WEIGHT_STRING() is a debugging function intended for internal use. Its behavior can change without notice between MySQL versions. It can be used for testing and debugging of collations, especially if you are adding a new collation.

The severity of this issue can be marked as major or moderate

XuHuaiyu commented 8 months ago

*expression.builtinWeightStringNullSig is built when executing "SELECT WEIGHT_STRING(t2592d2ba.col_2)"

*expression.builtinWeightStringSig is built when executing "SELECT WEIGHT_STRING(cast(t2592d2ba.col_2 as char(20))) "

kennedy8312 commented 5 months ago

Seeing the same issue on v5.4.0 as well.

solotzg commented 1 month ago

According to the implementation https://github.com/pingcap/tidb/blob/568cc224f7083925686d2212faf7043775542ce0/expression/builtin_string.go#L3688-L3690, weightString always returns null for numberic type. It is a designed behavior rather than a bug.
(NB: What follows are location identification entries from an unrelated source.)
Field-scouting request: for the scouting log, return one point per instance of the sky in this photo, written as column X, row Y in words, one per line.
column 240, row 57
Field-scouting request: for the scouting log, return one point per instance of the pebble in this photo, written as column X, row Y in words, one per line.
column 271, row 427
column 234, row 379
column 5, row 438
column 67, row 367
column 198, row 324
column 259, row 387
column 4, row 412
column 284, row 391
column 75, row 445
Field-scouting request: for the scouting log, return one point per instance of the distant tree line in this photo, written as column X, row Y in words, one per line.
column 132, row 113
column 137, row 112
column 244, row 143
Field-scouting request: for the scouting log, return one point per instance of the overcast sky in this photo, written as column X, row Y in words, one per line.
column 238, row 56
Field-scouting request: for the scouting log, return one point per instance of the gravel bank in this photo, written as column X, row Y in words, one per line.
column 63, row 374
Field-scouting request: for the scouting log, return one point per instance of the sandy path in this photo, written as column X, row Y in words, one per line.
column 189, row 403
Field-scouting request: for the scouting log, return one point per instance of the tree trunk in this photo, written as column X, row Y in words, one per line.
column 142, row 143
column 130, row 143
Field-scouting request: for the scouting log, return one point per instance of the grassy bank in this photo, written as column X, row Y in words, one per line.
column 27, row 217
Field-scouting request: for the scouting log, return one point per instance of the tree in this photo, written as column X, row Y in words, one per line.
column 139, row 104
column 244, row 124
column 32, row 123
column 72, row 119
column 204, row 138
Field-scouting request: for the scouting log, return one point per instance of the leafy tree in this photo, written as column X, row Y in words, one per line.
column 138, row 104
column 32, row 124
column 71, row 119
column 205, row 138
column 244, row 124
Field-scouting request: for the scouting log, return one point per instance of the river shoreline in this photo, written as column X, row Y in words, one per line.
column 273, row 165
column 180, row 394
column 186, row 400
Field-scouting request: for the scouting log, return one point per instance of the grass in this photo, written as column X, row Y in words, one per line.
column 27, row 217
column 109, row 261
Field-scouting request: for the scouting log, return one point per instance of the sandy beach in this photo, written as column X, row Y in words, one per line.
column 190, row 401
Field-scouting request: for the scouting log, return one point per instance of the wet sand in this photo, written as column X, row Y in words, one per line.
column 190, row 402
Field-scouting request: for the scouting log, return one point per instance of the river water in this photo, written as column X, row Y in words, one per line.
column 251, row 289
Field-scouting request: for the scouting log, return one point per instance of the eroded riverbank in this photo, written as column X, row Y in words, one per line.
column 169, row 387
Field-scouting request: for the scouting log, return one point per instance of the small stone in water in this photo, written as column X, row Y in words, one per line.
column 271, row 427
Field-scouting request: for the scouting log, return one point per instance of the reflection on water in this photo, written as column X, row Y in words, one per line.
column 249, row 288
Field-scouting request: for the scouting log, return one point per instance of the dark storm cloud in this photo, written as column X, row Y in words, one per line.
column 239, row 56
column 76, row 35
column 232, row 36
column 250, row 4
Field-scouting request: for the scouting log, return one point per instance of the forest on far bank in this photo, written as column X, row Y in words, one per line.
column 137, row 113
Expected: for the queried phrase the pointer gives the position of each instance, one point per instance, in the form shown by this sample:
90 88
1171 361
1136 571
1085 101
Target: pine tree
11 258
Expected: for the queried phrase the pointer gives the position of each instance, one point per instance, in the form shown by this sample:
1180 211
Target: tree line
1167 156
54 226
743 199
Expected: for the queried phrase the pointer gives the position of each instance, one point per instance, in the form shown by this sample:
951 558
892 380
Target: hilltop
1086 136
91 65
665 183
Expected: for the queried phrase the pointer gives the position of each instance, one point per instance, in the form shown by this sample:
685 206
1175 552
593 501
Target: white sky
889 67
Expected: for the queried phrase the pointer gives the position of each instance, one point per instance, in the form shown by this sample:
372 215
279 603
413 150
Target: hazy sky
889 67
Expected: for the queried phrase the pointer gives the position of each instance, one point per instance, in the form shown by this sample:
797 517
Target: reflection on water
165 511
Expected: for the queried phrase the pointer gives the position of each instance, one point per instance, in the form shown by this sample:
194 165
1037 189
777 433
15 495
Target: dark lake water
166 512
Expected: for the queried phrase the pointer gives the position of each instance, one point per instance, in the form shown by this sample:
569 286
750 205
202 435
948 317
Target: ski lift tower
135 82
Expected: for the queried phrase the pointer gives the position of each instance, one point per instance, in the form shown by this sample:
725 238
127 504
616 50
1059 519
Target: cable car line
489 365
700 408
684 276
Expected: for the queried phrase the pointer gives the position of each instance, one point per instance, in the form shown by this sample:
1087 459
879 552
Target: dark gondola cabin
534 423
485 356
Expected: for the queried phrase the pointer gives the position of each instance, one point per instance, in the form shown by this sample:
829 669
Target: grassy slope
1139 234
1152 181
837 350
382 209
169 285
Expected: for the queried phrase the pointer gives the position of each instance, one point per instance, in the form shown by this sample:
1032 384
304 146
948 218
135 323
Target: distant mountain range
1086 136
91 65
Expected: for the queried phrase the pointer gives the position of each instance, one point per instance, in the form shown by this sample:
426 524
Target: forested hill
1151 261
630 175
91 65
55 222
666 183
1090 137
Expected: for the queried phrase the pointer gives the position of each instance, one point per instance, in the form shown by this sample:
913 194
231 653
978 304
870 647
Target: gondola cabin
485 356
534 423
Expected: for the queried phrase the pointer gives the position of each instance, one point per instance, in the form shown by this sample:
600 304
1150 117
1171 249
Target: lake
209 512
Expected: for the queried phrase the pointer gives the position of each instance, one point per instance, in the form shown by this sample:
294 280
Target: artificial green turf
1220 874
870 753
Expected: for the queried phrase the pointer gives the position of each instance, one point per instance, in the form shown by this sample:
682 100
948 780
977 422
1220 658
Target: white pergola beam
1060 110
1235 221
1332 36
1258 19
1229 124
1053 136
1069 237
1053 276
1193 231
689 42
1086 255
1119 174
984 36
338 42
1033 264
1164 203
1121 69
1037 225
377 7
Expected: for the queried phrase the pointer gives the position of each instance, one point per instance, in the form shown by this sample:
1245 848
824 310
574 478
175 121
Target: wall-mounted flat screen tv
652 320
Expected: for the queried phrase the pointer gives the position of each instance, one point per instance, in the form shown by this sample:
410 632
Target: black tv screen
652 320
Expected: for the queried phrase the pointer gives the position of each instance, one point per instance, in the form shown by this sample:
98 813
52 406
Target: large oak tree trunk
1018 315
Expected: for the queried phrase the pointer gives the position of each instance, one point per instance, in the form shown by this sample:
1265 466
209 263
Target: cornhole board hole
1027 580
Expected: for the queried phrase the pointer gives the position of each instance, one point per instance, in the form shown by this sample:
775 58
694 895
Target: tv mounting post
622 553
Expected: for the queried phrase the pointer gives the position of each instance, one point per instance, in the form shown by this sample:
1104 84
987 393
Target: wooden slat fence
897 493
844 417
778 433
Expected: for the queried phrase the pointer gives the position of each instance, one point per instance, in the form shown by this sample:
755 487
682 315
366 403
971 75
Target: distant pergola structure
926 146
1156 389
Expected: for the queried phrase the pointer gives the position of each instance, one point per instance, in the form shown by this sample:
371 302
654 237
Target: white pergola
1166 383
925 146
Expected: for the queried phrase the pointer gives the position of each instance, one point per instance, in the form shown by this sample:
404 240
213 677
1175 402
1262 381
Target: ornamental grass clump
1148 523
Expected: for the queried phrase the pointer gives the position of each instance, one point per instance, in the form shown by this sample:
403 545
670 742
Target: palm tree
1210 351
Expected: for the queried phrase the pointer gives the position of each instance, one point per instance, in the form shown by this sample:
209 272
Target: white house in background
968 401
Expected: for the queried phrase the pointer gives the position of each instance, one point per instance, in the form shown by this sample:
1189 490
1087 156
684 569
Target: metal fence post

According to MySQL manual, If the input str is numeric, the result of WEIGHT_STRING() in MySQL is undefined.

cc @XuHuaiyu @bb7133

XuHuaiyu commented 1 month ago

MySQL 5.7

mysql> SELECT  WEIGHT_STRING(`t2592d2ba`.`col_2`) is null as col_12051 FROM `t2592d2ba` WHERE `t2592d2ba`.`col_2` = 0;
+-----------+
| col_12051 |
+-----------+
|         1 |
|         1 |
|         1 |
|         1 |
|         1 |
|         1 |
|         1 |
|         1 |
|         1 |
|         1 |
|         1 |
|         1 |
|         1 |
|         1 |
|         1 |
|         1 |
|         1 |
|         1 |
|         1 |
|         1 |
|         1 |
|         1 |
|         1 |
+-----------+
23 rows in set (0.00 sec)

mysql> select weight_string(0);
+------------------+
| weight_string(0) |
+------------------+
| NULL             |
+------------------+
1 row in set (0.00 sec)

mysql> select version();
+-----------+
| version() |
+-----------+
| 5.7.23    |
+-----------+
1 row in set (0.00 sec)
XuHuaiyu commented 1 month ago

We do not plan to fix this issue, as the MySQL documentation does not clearly specify the return value when the parameter type is numeric. TiDB's current implementation is consistent with MySQL 5.7. Additionally, this is a debug function, not a user function that would be used in a production environment, so we will not be making any changes.